Noncasing Brace for Seismic Retrofit Using Low Yield Point Steel: Seismic Performance, Feasibility, and Design Procedure

Abstract

This study explores the possibility of using low yield point steel (LYPS) as the material for seismic retrofitting braces without casing. While buckling restrained brace has commonly been considered for LYPS applications, it is demonstrated that a more effective usage of LYPS can be achieved without the casing, which not only provides economic advantages but also facilitate a more complete utilization of the excellent ductility of LYPS. In developing design procedures for noncasing LYPS braces, calculations for stability, such as those related to compactness requirements and buckling strength, become a major concern, as seemingly too optimistic values are obtained for them when using LYPS with a particularly low yield stress. Therefore, both monotonic and cyclic loading tests were first conducted to extend the current stability-related provisions to LYPS. Cyclic test results confirmed the outstanding hysteretic performance of noncasing LYPS braces compared to those fabricated from ordinary steels.
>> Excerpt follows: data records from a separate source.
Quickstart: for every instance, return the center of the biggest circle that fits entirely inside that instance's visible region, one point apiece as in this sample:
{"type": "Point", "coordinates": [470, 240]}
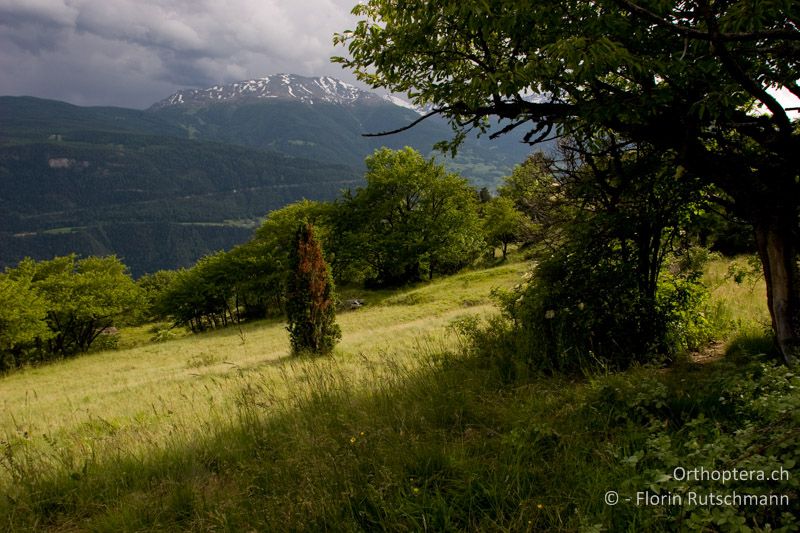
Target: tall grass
{"type": "Point", "coordinates": [396, 432]}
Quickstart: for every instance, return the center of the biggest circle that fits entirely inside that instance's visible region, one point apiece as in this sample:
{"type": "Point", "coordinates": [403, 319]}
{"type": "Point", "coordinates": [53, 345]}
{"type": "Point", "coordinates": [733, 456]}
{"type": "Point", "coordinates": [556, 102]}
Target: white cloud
{"type": "Point", "coordinates": [134, 52]}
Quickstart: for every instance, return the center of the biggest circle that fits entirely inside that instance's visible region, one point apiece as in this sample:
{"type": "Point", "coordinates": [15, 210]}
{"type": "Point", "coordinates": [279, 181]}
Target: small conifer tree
{"type": "Point", "coordinates": [310, 300]}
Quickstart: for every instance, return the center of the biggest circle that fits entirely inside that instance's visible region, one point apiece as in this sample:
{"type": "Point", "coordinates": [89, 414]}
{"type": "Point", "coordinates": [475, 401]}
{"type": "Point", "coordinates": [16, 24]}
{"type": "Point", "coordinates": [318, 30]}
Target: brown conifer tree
{"type": "Point", "coordinates": [310, 300]}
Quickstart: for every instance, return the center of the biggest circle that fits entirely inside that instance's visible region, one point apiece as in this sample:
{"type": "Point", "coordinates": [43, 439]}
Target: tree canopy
{"type": "Point", "coordinates": [692, 78]}
{"type": "Point", "coordinates": [412, 219]}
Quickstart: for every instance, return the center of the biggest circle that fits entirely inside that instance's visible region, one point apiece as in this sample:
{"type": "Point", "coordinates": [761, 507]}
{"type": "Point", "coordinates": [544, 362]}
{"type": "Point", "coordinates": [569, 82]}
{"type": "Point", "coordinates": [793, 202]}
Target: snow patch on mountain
{"type": "Point", "coordinates": [280, 86]}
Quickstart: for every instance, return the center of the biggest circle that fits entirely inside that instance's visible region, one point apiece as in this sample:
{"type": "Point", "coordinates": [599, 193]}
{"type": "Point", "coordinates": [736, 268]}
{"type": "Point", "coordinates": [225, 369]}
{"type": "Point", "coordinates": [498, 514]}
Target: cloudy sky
{"type": "Point", "coordinates": [133, 53]}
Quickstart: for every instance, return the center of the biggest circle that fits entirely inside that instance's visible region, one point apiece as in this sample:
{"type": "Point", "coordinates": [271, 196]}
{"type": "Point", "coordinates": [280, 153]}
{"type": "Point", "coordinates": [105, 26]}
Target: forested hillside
{"type": "Point", "coordinates": [162, 188]}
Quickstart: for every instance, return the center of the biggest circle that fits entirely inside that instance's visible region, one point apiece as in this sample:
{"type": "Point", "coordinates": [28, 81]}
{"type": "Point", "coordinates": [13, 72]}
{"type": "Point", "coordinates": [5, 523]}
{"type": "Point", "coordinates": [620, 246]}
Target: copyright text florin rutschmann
{"type": "Point", "coordinates": [711, 498]}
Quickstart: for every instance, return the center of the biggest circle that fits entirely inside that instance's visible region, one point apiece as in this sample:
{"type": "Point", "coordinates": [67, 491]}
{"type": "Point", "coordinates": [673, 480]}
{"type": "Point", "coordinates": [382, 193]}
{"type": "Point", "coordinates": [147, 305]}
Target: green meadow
{"type": "Point", "coordinates": [403, 428]}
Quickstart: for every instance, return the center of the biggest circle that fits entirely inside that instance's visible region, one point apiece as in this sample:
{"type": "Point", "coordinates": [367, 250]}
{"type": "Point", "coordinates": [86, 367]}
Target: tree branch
{"type": "Point", "coordinates": [785, 34]}
{"type": "Point", "coordinates": [408, 126]}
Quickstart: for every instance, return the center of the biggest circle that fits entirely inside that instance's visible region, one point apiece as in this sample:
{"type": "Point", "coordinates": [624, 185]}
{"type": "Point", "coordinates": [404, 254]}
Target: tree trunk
{"type": "Point", "coordinates": [777, 248]}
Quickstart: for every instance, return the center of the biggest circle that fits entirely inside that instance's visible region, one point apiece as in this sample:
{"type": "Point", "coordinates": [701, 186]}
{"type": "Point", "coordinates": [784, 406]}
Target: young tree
{"type": "Point", "coordinates": [310, 304]}
{"type": "Point", "coordinates": [412, 219]}
{"type": "Point", "coordinates": [83, 297]}
{"type": "Point", "coordinates": [502, 223]}
{"type": "Point", "coordinates": [690, 78]}
{"type": "Point", "coordinates": [22, 320]}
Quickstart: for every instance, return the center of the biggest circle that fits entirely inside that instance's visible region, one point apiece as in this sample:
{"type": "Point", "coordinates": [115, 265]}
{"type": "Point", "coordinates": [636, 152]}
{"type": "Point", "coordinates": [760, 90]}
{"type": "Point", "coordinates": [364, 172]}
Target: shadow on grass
{"type": "Point", "coordinates": [448, 447]}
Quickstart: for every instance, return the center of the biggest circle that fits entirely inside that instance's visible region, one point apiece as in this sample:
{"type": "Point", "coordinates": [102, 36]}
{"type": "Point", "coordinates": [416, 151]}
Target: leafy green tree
{"type": "Point", "coordinates": [412, 219]}
{"type": "Point", "coordinates": [691, 78]}
{"type": "Point", "coordinates": [310, 303]}
{"type": "Point", "coordinates": [502, 223]}
{"type": "Point", "coordinates": [599, 295]}
{"type": "Point", "coordinates": [22, 321]}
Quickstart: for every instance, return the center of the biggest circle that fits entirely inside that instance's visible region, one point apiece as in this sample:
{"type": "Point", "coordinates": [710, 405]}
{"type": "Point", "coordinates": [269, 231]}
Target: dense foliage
{"type": "Point", "coordinates": [412, 220]}
{"type": "Point", "coordinates": [60, 307]}
{"type": "Point", "coordinates": [691, 79]}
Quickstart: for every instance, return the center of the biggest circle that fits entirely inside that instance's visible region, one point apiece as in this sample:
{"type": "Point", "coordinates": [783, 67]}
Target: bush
{"type": "Point", "coordinates": [578, 315]}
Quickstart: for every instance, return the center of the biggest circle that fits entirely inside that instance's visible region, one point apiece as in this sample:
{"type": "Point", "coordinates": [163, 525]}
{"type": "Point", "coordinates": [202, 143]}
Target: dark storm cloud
{"type": "Point", "coordinates": [135, 52]}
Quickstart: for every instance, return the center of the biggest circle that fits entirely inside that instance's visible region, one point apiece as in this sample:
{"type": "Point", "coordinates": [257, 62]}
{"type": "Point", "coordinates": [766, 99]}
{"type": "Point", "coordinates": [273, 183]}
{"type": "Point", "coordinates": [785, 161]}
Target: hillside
{"type": "Point", "coordinates": [325, 119]}
{"type": "Point", "coordinates": [197, 172]}
{"type": "Point", "coordinates": [399, 430]}
{"type": "Point", "coordinates": [157, 202]}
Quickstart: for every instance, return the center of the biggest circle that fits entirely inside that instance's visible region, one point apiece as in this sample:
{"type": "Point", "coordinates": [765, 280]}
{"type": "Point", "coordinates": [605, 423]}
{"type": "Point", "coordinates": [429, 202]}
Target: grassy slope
{"type": "Point", "coordinates": [390, 434]}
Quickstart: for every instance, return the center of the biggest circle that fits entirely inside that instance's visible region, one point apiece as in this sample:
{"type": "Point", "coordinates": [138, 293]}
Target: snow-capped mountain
{"type": "Point", "coordinates": [280, 87]}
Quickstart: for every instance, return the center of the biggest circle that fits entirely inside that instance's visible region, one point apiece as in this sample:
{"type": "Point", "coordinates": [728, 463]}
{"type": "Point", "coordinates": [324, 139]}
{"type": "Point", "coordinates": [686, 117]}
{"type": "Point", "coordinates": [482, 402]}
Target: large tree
{"type": "Point", "coordinates": [692, 78]}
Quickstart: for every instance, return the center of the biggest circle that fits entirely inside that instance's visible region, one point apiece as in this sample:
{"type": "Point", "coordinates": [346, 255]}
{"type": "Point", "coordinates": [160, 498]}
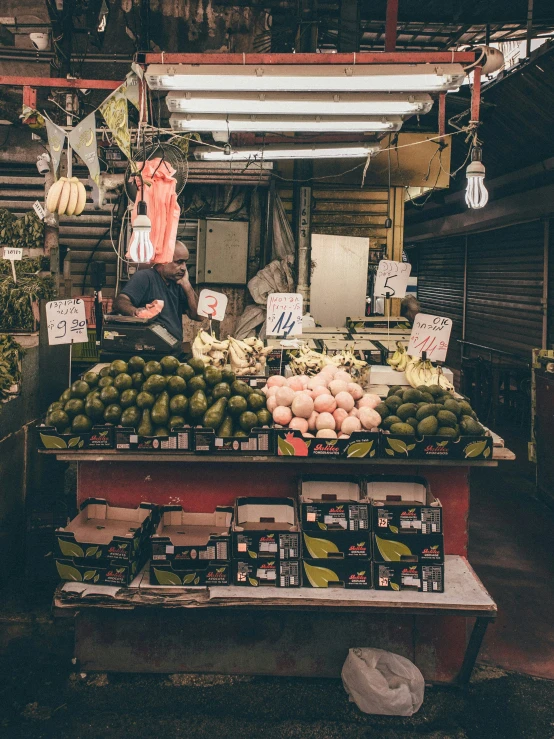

Using the results from the cyclic tests and additional test-validated numerical analyses, a nonlinear static procedure was developed for the seismic evaluation of noncasing LYPS braces. This procedure includes guides for performing a pushover analysis for the retrofitted structure and setting the acceptance criteria. The developed seismic evaluation procedure is demonstrated through a case study, in which a steel moment-resisting frame is retrofitted with noncasing bracing. Noncasing braces made of LYPS are shown to be effective in improving seismic performance, whereas those made of ordinary steel are shown to be inferior for seismic retrofit.